Hi, ich weis nicht genau ob ich hier richtig bin,
denk aber hier passt es am besten rein.

Ich hab vor kurzem eine Hompage gemacht auf der
ich ursprünglich meine Cocktails präsentieren wollte.
Im moment bin ich dabei einen Cocktailpartyservice
zu gründen, und da darf es natürlich nicht an einer Internet-
präsenz fehlen. 
Und da wollt ich mal wissen ob das
Design seriös und ansprechend genug für sowas ist,
oder ob ich mich da ganz von vorne ransetzen muss?

meinePage

Gruß Benny


----------



## der_Jan (5. Juni 2005)

meinst du mydrinks.de oder .com? du hast die Endung im Link vergessen^^
 Hat sich erledigt, einmal endet man auf einer webdesginer seite. (bei .com)


----------



## kle-ben (5. Juni 2005)

Aaaahhh also ich mach einfach mal ein paar 
Leerzeichen dazwischen:

www. mydrinks. de.vu

so funktionierts nun hoffentlich


----------



## KristophS (5. Juni 2005)

Die Seite hat wohl eine deDOTvu-Endung soetwas löscht das Forensystem, da man die Erfahrung gemacht hat, dass viele sehr nervige Seiten mit dieser Endung enden..


----------



## kle-ben (5. Juni 2005)

Ah das wirds sein  
Das ist sowieso das erste was dann geändert wird!


----------



## Markus Kolletzky (5. Juni 2005)

So, nachdem wir die Diskussion über die TLD beendet haben,
kommen wir nun zum eigentlichen Topic 

Du willst also eine Cocktailseite machen?
Hier mal meine Kritikpunkte, was mich persönlich stört:

- sehr farblos.
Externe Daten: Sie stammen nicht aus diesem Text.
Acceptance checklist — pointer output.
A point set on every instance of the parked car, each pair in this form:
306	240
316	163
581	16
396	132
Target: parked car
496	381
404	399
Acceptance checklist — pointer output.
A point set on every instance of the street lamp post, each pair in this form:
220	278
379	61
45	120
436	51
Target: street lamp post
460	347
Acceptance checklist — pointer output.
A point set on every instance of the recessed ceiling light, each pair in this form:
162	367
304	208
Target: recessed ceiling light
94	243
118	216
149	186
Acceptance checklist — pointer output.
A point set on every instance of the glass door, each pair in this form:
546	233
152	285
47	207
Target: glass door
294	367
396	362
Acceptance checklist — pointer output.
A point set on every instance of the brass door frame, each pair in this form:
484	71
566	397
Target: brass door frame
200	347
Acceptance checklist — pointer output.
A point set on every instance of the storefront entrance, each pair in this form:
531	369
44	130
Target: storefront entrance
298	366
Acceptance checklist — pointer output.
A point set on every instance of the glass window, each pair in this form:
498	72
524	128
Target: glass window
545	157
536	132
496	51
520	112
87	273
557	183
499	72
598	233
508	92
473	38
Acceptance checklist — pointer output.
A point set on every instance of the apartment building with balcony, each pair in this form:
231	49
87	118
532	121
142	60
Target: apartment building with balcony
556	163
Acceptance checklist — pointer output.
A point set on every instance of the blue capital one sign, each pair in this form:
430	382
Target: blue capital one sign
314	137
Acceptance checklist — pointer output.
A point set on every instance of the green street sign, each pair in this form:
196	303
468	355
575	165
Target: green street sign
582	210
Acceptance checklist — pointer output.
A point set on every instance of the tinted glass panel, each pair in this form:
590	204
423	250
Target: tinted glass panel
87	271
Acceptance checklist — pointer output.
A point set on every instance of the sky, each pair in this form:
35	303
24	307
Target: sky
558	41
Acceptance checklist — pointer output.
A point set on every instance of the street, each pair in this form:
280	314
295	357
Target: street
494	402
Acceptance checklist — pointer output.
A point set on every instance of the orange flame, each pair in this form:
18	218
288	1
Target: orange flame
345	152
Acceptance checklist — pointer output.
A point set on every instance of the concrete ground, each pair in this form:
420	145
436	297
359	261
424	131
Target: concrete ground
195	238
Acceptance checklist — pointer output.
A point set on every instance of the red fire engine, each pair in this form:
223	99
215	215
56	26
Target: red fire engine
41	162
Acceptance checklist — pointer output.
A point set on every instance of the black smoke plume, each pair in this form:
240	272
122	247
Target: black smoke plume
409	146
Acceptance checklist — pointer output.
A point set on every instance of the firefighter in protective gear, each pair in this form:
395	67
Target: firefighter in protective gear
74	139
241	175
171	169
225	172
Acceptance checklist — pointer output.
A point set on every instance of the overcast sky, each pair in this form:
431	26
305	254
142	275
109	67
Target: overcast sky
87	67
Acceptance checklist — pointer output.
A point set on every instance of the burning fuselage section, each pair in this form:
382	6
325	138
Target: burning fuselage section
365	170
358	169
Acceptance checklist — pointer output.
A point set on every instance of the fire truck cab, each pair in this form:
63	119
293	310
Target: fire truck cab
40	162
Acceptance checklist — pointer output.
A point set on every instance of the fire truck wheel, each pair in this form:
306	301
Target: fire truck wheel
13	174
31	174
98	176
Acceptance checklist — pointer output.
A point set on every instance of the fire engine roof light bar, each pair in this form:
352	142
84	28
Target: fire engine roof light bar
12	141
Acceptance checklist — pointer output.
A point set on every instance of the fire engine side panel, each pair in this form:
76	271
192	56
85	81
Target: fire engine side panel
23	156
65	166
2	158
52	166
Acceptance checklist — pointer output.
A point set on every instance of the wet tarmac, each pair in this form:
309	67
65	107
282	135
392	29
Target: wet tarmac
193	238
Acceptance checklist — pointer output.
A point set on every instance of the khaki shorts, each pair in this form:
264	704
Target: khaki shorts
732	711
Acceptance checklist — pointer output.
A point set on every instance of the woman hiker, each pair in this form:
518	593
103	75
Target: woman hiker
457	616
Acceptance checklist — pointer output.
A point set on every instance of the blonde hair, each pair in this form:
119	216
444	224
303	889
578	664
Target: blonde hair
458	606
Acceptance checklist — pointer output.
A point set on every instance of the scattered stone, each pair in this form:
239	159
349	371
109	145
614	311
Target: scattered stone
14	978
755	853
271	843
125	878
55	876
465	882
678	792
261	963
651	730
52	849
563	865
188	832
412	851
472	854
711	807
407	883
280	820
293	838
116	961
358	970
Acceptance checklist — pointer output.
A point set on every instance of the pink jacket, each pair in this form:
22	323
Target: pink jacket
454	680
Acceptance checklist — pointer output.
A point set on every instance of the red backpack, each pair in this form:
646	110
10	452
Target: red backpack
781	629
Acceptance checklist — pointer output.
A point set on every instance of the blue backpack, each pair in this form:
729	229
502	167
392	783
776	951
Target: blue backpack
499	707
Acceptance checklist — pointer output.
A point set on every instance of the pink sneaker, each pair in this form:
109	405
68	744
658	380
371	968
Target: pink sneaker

Mit Cocktails verbinde ich eine gewisse Eleganz und das auch
in der Farbwahl. Der Einsatz von modernen, pastelligen Farben würde sicherlich
der Seite besser zu gute kommen, als dieses schlichte s/w/grau. Das gleiche
gilt für den Header - ein bißchen mehr Liebe zum Detail wäre angebracht.
(Ich erinnere mich dunkel, hier in der CL mal Headergrafiken wenn nicht sogar
Webseiten zu einem Café gesehen zu haben. Dies hatte für mich die gewisse
Eleganz, die ich oben meinte.)

- Was hat Deine Seite, was andere Seiten nicht schon haben? Die Rezepte
von einem Mai Tai o.ä. kann ich mir an jeder Ecke anschauen. Wenn Du einen
Internetvertrieb bzw. Cocktailpartyservice anbieten willst, solltest Du Dich auch
mit irgendwas von der Masse abheben. Der Kunde muss ja erstmal auf Dich
aufmerksam werden, was er so nicht macht..

- der nächste Punkt ist eng mit dem o.g. verknüpft. Etwas wenig Inhalt auf
der Seite. Wozu brauchst Du als Service ein Gästebuch? Andere Dinge 
wären sicherlich weitaus wichtiger wie zum Beispiel ein Preiskonzept,
was Dein Service anbietet, Anfahrt, Impressum, Lieferbedingungen etc.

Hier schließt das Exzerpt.